Physical water scarcity
This is when there is not enough water available. The most common reason for this is low precipitation rates.
Agricultural water use
E.g liquid from farm siliage and slurry from farm animals enters rivers. Fertilisers and pesticides seep into the groundwater. Deforestation - run off carries soil and silt into river, with serious effects on aquatic life and humans who drink the water.
Domestic water use
The discharge of untreated sewerage from houses - even treated sewage pollutes. Use of river for washing clothes and bathing contamiates water. Emptying highly chlorinated water from swimming pools contaminates water.
Industrial water use
Taking cooling water for an electric power station from a river and returning it to the source at a higher temperature upsets river ecosystems. Spillages from industrial plants such as oil refineries can enter rivers.
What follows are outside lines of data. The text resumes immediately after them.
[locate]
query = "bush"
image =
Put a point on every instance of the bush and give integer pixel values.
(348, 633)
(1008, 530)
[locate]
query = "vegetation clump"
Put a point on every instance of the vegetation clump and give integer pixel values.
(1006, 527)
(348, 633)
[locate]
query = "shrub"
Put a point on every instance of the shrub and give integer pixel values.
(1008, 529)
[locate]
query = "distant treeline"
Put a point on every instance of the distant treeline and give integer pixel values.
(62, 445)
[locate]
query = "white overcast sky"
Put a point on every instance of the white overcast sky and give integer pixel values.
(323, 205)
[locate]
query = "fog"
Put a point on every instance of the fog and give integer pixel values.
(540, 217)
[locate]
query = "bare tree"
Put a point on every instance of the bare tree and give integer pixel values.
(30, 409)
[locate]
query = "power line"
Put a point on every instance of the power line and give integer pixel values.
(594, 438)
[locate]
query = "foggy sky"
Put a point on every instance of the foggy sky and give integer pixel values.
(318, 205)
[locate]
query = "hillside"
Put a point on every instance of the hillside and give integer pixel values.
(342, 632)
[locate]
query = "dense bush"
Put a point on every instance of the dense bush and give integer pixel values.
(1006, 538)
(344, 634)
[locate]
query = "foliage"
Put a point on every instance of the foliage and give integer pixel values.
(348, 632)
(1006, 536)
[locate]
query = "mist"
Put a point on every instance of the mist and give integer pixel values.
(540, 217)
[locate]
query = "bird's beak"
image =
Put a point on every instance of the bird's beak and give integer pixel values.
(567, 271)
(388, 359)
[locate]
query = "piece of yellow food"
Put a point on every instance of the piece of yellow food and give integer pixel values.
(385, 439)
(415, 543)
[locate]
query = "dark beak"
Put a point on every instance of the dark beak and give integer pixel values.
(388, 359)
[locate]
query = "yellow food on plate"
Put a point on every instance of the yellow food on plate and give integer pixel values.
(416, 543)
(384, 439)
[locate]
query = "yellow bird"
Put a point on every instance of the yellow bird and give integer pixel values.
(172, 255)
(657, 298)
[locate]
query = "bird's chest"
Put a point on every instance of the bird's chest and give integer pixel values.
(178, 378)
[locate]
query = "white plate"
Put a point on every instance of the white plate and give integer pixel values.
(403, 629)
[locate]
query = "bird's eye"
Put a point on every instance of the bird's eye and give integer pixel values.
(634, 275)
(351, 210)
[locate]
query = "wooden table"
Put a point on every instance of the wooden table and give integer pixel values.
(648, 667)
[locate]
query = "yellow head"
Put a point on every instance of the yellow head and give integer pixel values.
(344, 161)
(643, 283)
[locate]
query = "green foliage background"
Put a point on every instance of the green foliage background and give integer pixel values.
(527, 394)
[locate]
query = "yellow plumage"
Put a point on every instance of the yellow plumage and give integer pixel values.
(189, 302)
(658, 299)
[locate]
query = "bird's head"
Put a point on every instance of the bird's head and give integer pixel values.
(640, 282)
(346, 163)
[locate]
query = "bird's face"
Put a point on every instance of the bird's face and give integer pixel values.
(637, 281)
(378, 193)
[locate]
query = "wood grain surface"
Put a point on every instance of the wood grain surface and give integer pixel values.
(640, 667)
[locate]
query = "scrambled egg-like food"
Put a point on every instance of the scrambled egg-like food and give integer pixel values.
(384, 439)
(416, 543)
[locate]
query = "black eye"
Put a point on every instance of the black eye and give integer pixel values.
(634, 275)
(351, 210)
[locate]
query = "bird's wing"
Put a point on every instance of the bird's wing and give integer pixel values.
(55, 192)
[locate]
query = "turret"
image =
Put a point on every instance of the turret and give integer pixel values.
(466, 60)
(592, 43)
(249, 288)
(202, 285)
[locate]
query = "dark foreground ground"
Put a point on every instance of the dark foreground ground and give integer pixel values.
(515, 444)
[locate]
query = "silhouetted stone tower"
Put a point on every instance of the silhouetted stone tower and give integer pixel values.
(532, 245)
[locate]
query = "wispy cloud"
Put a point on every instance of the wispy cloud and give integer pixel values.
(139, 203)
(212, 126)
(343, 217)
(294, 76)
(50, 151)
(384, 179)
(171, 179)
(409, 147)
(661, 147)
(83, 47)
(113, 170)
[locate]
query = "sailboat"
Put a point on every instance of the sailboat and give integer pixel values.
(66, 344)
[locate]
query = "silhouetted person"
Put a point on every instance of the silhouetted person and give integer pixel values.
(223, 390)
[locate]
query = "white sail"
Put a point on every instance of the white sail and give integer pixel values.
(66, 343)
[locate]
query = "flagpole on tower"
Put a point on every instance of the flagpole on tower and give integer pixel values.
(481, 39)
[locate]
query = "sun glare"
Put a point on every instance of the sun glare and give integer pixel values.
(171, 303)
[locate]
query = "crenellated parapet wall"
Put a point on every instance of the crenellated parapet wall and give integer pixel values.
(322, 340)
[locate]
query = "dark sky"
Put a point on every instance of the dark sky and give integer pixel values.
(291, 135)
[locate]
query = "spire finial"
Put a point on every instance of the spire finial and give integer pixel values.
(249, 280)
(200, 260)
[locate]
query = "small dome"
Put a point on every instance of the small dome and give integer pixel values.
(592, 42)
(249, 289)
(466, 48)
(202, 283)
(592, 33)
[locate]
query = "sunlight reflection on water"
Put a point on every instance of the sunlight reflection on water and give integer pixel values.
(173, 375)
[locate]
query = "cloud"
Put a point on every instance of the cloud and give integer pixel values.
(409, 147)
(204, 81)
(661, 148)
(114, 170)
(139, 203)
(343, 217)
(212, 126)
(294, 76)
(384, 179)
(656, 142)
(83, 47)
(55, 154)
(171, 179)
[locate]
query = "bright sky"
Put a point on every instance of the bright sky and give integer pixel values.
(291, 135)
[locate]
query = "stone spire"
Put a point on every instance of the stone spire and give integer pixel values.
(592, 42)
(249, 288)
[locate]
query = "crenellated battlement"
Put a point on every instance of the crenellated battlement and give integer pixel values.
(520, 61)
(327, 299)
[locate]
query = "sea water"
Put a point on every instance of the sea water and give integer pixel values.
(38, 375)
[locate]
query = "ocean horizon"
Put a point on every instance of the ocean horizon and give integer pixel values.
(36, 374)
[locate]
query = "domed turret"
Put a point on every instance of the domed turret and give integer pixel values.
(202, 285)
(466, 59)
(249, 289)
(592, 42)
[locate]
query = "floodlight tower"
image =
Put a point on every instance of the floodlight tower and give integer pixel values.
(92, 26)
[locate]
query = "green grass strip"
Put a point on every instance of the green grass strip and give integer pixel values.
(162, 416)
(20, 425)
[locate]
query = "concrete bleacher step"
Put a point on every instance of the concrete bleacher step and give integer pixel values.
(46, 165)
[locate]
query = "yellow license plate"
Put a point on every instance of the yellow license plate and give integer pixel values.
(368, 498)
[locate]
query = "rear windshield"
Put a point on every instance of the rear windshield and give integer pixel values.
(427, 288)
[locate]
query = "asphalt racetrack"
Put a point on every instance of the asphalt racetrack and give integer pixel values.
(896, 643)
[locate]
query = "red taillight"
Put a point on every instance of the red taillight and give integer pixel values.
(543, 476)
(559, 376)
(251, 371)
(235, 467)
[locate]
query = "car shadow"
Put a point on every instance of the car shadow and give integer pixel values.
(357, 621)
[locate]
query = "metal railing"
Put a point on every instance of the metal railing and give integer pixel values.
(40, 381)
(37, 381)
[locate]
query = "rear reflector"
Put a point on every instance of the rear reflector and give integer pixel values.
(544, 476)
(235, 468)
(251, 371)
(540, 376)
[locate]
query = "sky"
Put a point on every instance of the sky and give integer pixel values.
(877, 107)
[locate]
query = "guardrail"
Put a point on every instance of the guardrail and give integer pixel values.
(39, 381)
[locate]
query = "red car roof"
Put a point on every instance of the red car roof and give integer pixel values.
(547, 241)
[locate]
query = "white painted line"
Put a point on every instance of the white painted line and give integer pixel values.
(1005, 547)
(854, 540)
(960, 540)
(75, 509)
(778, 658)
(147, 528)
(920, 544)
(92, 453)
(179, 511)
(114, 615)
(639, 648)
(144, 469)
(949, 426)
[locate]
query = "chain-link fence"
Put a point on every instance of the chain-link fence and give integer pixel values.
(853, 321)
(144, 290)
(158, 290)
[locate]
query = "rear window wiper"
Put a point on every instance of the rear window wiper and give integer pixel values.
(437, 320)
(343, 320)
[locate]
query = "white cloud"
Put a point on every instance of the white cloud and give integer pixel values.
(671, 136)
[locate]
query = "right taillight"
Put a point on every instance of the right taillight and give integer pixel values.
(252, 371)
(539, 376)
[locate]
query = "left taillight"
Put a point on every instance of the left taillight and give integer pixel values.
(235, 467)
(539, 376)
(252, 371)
Working of metallic minerals and the heavy use of water in processing ore - toxic substances from this eventually find their way into rivers
Infrastructure
The basic structure, framework, the system which supports the operation of an organization (e.g. the power and water supplies, the transport and communication facilities, the drainage system), which makes economic development possible, the basic capital investment of a country or enterprise
Weathering
Weathering is the break-up and decomposition of rocks in-situ (in their place of origin). Weathering does not involve the movement of material and this makes it different to erosion.
Chemical Weathering:
The break down of rocks caused by a change in their chemical make-up.
Physical or Mechanical Weathering:
The break down of rocks caused by physical processes with no change in the rocks chemical make up.
Biological Weathering:
Biological is sometimes included within physical weathering. Biological weathering is when flora and fauna break down the rock e.g. growing roots systems or burrowing animals.